Andreas Kronthaler For Vivienne Westwood

Spring 2024 Fashion Show Review

What We Owe Westwood

Review of Vivienne Westwood Spring 2024 Fashion Show

By Angela Baidoo

THE COLLECTION

THE WOW FACTOR
8
THE ENGAGEMENT FACTOR
9
THE STYLING
9
THE CRAFTSMANSHIP
9
THE RETAIL READINESS
8.8

THE VIBE

THE THEME

Vivienne Westwood by Andreas Kronthaler is a breath of fresh air in a sea of simplicity, retaining a narrative which leans on a DIY aesthetic, but is anything but thrifted. The ability to straddle pulling from that world while retaining luxury status is surely part of the reason that many a Gen Zer has fallen in love with the brand. That, and the history of its rebellious foundations, and the late great Dame Vivienne Westwood’s continued campaigning for a better world, tackling the twin issues of climate change and over-consumption. Westwood is a brand for rule-breaking warriors, albeit fashion ones.

As one of the original maximalist brands – well before it became a thing, thanks in large part to Alessandro Michele’s tenure at Gucci – Kronthaler manages to make the mis-matched (seams, fabrics, textures) meld, working it into his collections of wearable designs, which still stay true to its signature design ideals.

In today’s collection the inspiration came directly from its founder, as Westwood’s personal wardrobe was used as the source. With different elements added, subtracted, or amended by Kronthaler, but always retaining the essence of how she liked to dress, according to the show notes, that was “Always the opposite of everybody else”.

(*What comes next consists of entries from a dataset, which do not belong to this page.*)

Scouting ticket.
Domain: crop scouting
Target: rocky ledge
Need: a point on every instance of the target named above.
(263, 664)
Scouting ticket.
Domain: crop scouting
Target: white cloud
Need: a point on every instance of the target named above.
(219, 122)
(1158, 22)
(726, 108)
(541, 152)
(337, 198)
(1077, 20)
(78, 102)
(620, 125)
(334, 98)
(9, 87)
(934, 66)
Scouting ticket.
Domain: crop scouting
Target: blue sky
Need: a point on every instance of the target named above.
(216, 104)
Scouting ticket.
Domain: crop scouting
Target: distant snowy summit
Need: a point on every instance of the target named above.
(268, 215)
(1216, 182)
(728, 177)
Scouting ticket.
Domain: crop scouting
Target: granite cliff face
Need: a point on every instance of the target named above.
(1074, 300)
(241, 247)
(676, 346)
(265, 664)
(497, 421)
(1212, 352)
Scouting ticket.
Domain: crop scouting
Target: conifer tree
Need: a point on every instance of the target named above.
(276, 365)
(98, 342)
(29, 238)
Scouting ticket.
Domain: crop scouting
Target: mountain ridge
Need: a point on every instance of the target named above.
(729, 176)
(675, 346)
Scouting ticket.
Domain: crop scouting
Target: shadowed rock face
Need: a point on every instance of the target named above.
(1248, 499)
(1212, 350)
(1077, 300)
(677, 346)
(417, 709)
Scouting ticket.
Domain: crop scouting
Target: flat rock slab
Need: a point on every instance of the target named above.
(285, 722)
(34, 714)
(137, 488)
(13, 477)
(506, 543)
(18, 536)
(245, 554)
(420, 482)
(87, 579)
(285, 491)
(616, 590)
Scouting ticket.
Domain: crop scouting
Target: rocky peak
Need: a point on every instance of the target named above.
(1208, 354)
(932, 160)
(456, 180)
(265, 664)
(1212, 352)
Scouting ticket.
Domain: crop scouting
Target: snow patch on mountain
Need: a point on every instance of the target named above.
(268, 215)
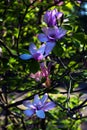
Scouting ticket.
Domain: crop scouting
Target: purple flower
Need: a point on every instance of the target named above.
(45, 72)
(37, 54)
(51, 17)
(50, 35)
(38, 106)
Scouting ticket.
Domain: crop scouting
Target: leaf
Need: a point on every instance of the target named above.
(34, 66)
(58, 50)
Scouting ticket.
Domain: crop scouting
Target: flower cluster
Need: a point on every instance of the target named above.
(50, 35)
(38, 106)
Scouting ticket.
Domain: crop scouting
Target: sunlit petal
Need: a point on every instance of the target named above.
(25, 56)
(42, 37)
(32, 48)
(40, 114)
(29, 112)
(48, 106)
(44, 98)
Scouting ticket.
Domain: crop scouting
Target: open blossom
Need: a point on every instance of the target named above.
(44, 73)
(50, 35)
(38, 106)
(37, 54)
(51, 17)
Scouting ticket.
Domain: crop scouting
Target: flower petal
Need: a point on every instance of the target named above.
(29, 104)
(48, 106)
(29, 112)
(32, 48)
(49, 47)
(37, 76)
(36, 100)
(41, 49)
(38, 56)
(25, 56)
(61, 32)
(44, 98)
(42, 37)
(40, 114)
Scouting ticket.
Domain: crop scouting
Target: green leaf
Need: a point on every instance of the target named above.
(58, 50)
(34, 66)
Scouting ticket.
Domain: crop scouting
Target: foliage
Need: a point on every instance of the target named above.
(21, 21)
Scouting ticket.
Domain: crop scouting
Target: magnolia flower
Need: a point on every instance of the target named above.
(50, 35)
(38, 106)
(44, 73)
(37, 54)
(51, 17)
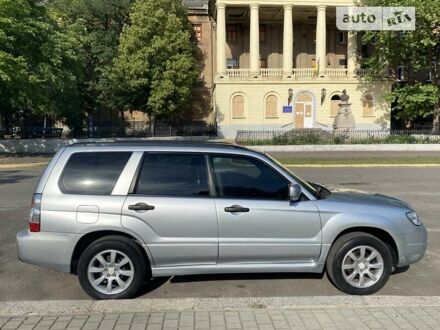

Extolling the ways in which the designer never wished to waste anything, and herself wore a corduroy suit for over 20 years (taking to mending as her bedtime ritual), Kronthaler’s summer 2024 also exuded a make-do-and-mend sensibility, as garments, accessories, and trims that seemed to originate from a dressing up box or found suitcase in an attic, melded together ideas from preppy maxi polo dresses, glam-rock jumpsuits, bohemian bridal, and 1980s working girl. While the original Westwood girl’s volume sleeves, corseted décolletage, and skewed hems were also mashed-up for the season.

This collection travelled through time and terrain, movements and machinations, all inspired by Westwoods relationship with time, choosing to use her mind to travel. For today’s show it was a case of pick-your-player as his tribe of well-dressed misfits encouraged all to jump on board, as there is something for everyone in this eclectic and hedonistic way of dressing, which goes beyond seasons and time constraints.

THE BUZZWORDS
DIY (Do It Yourself). Make waste into most wanted. Choose your tribe.

THE SHOWSTOPPER

Look # 37
Exuding the energy of original Westwood, this corseted look paired back with harlequin pants represents how the next generation wear the brand, high and low, mixed and matched, casual and formal. Clothing made to be worn should always reflect a personality and connect the past, present, and future.

THE DIRECTION

THE ON-BRAND FACTOR
10
THE BRAND EVOLUTION
9
THE PRESENTATION
6
THE INVITATION
8
Never wavering from Westwood’s design principles Kronthaler continues to build anew on that legacy and cater to the brand’s tribe of independent thinkers.
Individual, yet cohesive, how to build a wardrobe with the idea of blending the old with the new, mending and matching, and fostering a relationship with clothing bought with an anti-waste stance.

THE QUOTE

[I] loved the way she dressed. Always the opposite of everyone else. [She] wore things until they fell apart. A great mender [she] never wasted anything. She understood how to make the most of herself. I owe her so much”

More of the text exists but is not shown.